Nel solco di una giurisprudenza ormai consolidata la Corte di Cassazione ha ribadito con sentenza n. 19519 del 30 giugno 2020 che l’amministratore di Condominio commette appropriazione indebita non solo quando utilizza i conti di un condominio per far fronte alle esigenze di altri condomini da lui amministrati ma anche quando fa transitare le somme di competenza del condominio sui propri conti personali.
Il punto saliente della sentenza focalizza il fatto che il reato di appropriazione indebita sussiste anche se formalmente la gestione condominiale non presenta ammanchi. La Suprema Corte ha anche delineato il momento esatto in cui si considera avverata l’interversione del possesso necessaria ad integrare il delitto e anche ad individuare il termine da cui decorre la prescrizione del reato. L’appropriazione indebita si compie quando colui che è legittimato a possedere i beni altrui manifesti, espressamente o tacitamente, la volontà di farli propri.
La sentenza in esame ribadisce che nonostante l’amministratore nel caso concreto non abbia fatto registrare alcun ammanco nelle casse condominiali e quindi il Condominio non abbia subito pregiudizio economico, l’amministratore è comunque penalmente responsabile.
La Suprema Corte sottolinea che la confusione dei patrimoni integra di per sé il reato di appropriazione indebita poiché viene violato il vincolo di destinazione impresso al denaro al momento del suo conferimento.
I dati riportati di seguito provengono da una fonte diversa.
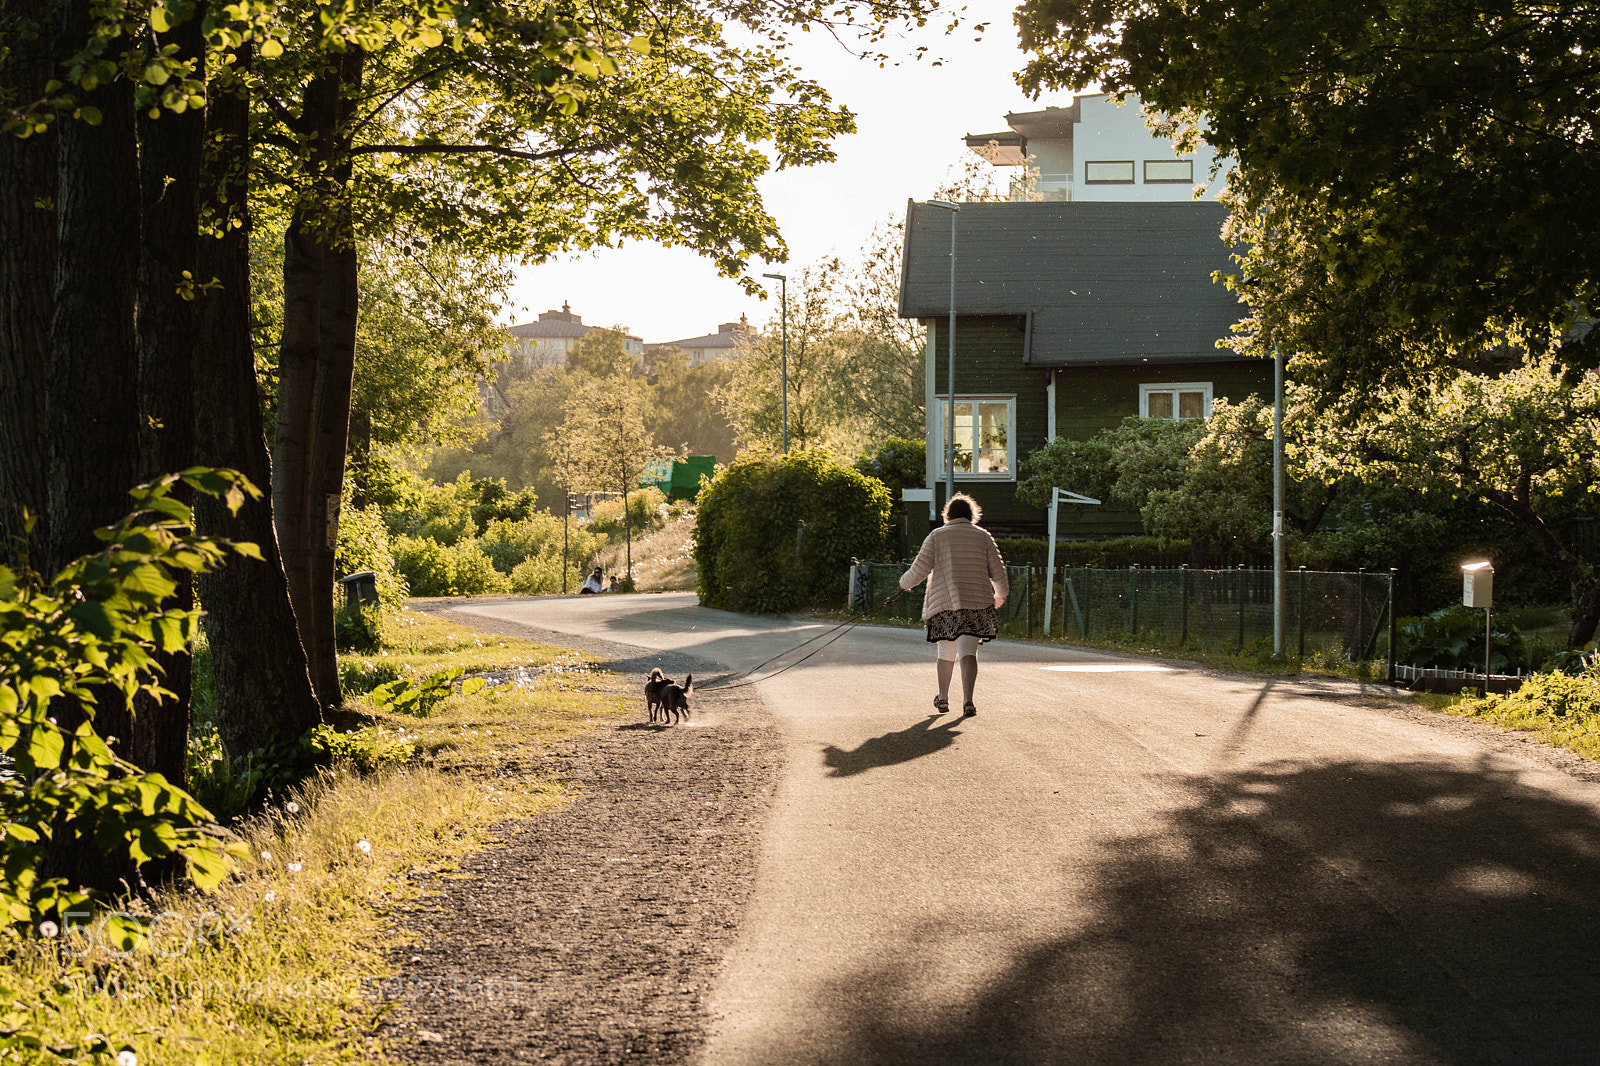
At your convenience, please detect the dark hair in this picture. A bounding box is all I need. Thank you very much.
[942,492,981,523]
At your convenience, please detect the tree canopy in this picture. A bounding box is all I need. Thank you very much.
[1015,0,1600,362]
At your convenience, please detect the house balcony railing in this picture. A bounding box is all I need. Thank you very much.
[1010,173,1072,202]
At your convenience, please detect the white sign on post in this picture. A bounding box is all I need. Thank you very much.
[1462,561,1493,610]
[1044,486,1102,636]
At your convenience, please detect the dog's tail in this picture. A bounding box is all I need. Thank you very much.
[648,667,664,682]
[683,674,693,694]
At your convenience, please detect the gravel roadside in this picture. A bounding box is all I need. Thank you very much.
[384,606,784,1066]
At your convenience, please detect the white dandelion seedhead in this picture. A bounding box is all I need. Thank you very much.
[264,891,276,903]
[357,839,372,854]
[260,850,272,862]
[116,1050,138,1066]
[288,862,303,873]
[38,920,58,938]
[285,801,300,815]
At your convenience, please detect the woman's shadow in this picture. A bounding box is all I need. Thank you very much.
[822,715,963,777]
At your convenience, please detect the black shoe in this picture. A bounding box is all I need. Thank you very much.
[962,702,976,717]
[933,695,949,713]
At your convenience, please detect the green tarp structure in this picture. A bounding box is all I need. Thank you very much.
[642,456,716,501]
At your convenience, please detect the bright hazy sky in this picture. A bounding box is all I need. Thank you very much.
[503,0,1065,343]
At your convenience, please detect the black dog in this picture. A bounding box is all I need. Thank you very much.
[644,668,673,723]
[659,674,693,725]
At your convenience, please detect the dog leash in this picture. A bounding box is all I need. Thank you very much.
[697,588,908,692]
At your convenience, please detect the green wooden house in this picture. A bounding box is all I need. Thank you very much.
[897,199,1269,539]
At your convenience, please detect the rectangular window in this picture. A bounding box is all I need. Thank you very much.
[1139,382,1213,420]
[935,396,1016,479]
[1144,158,1194,184]
[1084,160,1135,185]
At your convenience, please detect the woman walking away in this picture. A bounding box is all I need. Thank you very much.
[899,493,1009,717]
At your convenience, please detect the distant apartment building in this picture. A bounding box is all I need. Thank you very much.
[966,92,1233,203]
[504,304,645,368]
[644,316,755,368]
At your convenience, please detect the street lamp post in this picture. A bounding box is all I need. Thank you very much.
[762,272,788,453]
[925,201,960,509]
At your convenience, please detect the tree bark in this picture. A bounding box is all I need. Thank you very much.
[0,0,55,571]
[193,55,322,759]
[272,63,345,705]
[306,47,367,702]
[128,9,207,786]
[309,238,358,701]
[47,8,140,578]
[46,0,142,893]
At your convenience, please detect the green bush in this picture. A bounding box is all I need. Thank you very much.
[1,470,251,924]
[478,514,604,579]
[1396,605,1526,672]
[590,487,668,541]
[393,535,453,596]
[695,450,893,613]
[392,536,509,596]
[445,540,510,595]
[509,553,582,594]
[994,534,1195,570]
[854,437,926,496]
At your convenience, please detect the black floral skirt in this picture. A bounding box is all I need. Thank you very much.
[924,607,998,644]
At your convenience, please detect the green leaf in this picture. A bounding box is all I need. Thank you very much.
[26,725,65,772]
[259,37,283,58]
[150,4,172,31]
[77,105,102,125]
[68,600,115,640]
[5,822,40,843]
[182,842,235,891]
[461,677,486,696]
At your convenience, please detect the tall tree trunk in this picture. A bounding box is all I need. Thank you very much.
[0,0,55,571]
[47,0,142,892]
[46,8,140,578]
[272,63,343,705]
[309,239,358,701]
[193,55,322,760]
[304,47,366,705]
[129,8,207,786]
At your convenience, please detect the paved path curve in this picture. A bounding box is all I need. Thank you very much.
[450,592,1600,1065]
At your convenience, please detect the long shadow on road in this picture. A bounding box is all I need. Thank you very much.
[805,759,1600,1064]
[821,716,965,777]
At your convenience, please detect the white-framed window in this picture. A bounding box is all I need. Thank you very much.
[1144,158,1194,184]
[1084,160,1135,185]
[1139,382,1213,420]
[935,396,1016,479]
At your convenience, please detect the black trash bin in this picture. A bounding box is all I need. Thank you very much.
[339,570,379,612]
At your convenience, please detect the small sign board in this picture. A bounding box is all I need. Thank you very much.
[1462,561,1493,610]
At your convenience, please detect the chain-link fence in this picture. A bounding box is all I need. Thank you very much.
[850,561,1396,672]
[850,562,1039,638]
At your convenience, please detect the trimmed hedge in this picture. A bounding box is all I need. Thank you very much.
[695,450,893,614]
[994,535,1198,570]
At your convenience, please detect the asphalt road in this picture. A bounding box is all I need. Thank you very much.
[450,592,1600,1065]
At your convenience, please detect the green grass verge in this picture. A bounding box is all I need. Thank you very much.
[4,611,629,1066]
[1447,670,1600,761]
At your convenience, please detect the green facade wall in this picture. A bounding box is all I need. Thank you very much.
[929,317,1272,538]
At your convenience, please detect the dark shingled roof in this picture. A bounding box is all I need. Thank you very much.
[898,200,1246,367]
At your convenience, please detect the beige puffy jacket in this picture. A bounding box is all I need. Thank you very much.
[898,519,1009,620]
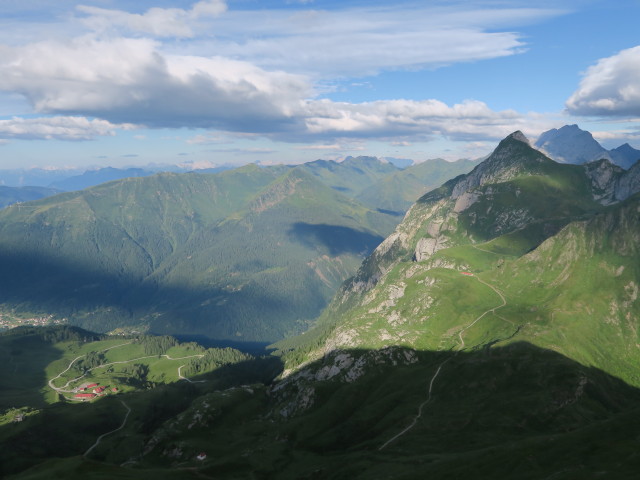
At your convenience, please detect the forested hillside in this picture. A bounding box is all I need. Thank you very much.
[0,164,397,342]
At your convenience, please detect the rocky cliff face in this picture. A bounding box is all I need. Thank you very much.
[583,158,640,204]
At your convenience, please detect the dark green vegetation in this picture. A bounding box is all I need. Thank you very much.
[0,326,280,479]
[0,185,61,209]
[0,163,390,342]
[0,326,253,411]
[4,342,640,479]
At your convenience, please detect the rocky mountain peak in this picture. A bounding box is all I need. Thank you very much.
[506,130,530,144]
[450,131,548,199]
[535,124,609,165]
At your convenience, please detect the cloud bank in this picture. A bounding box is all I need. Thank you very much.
[0,1,566,145]
[0,116,130,141]
[566,46,640,117]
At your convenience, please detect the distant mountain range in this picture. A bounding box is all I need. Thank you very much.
[535,124,640,168]
[0,185,62,209]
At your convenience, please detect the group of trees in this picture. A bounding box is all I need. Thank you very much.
[183,347,252,377]
[74,351,107,373]
[135,335,179,355]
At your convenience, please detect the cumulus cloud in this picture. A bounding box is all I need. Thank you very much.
[566,46,640,117]
[0,116,131,141]
[76,0,227,38]
[0,36,312,131]
[0,33,549,143]
[299,99,532,142]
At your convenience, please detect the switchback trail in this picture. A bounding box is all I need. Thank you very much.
[48,342,205,394]
[83,400,131,457]
[379,272,507,450]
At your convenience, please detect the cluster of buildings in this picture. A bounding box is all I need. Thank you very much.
[73,383,118,401]
[0,314,66,330]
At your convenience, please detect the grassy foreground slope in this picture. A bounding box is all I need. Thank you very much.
[4,343,640,479]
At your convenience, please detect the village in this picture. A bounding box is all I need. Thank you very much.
[0,313,67,330]
[73,382,119,401]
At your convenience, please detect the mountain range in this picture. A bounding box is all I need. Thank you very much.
[0,156,475,344]
[2,130,640,478]
[535,124,640,168]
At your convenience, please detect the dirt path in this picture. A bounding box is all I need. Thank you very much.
[379,357,451,450]
[379,273,507,450]
[83,400,131,457]
[178,364,207,384]
[457,276,507,350]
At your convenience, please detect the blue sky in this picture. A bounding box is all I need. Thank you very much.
[0,0,639,169]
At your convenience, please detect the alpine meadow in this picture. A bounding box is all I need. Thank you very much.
[1,1,640,479]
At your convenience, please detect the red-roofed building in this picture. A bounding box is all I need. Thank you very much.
[86,383,99,389]
[74,393,96,400]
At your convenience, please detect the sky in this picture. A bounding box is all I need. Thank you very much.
[0,0,639,169]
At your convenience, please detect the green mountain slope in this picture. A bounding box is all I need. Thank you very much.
[297,155,399,197]
[0,165,396,342]
[275,133,640,388]
[356,158,478,214]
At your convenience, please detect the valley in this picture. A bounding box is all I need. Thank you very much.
[3,0,640,477]
[2,129,640,479]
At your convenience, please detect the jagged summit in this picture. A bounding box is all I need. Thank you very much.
[609,143,640,169]
[448,130,550,199]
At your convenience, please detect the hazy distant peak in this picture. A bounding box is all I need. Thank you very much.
[535,124,607,165]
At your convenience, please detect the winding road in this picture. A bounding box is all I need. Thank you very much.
[379,272,507,450]
[48,342,205,394]
[83,400,131,457]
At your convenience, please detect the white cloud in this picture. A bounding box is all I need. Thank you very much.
[204,5,562,77]
[0,34,559,144]
[566,46,640,117]
[76,0,227,38]
[0,36,312,131]
[0,116,131,141]
[299,98,536,142]
[294,144,342,151]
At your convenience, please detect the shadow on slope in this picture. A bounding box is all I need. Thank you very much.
[7,342,640,479]
[0,328,78,409]
[288,222,384,256]
[0,353,284,478]
[0,246,335,344]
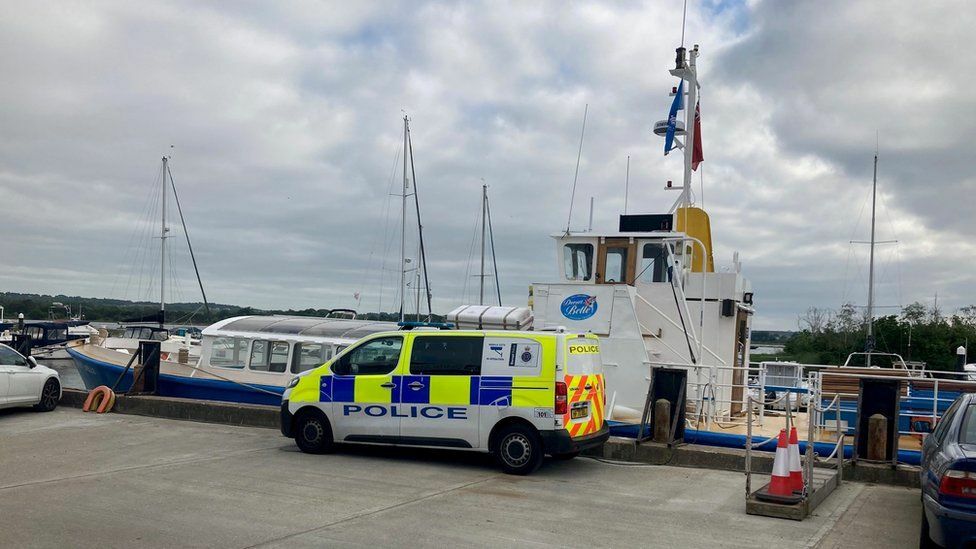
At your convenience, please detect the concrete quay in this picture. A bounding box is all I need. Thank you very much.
[0,407,920,548]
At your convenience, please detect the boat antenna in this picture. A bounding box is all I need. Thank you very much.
[166,161,211,317]
[564,103,588,234]
[866,140,879,365]
[624,155,630,214]
[407,119,433,321]
[680,0,688,48]
[486,186,502,306]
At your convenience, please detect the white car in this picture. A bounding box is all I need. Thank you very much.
[0,343,61,412]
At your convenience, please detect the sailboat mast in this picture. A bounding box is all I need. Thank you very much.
[480,183,487,306]
[160,156,168,327]
[866,152,878,363]
[400,117,408,323]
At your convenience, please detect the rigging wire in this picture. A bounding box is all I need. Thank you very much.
[167,163,210,316]
[407,125,433,320]
[564,103,588,234]
[486,188,502,306]
[363,145,401,314]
Il principio espresso dalla Corte di Cassazione è dunque il seguente: non evita la condanna l’amministratore se i saldi dei conti correnti dei singoli condomìni confluiscono su unico conto a lui intestato, anche quando la gestione risulta regolare; ciò che conta è la violazione del vincolo di destinazione impresso al momento del conferimento.
Il reato, inoltre, comincia a prescriversi soltanto con la cessazione della carica, momento nel quale la consumazione diviene definitiva.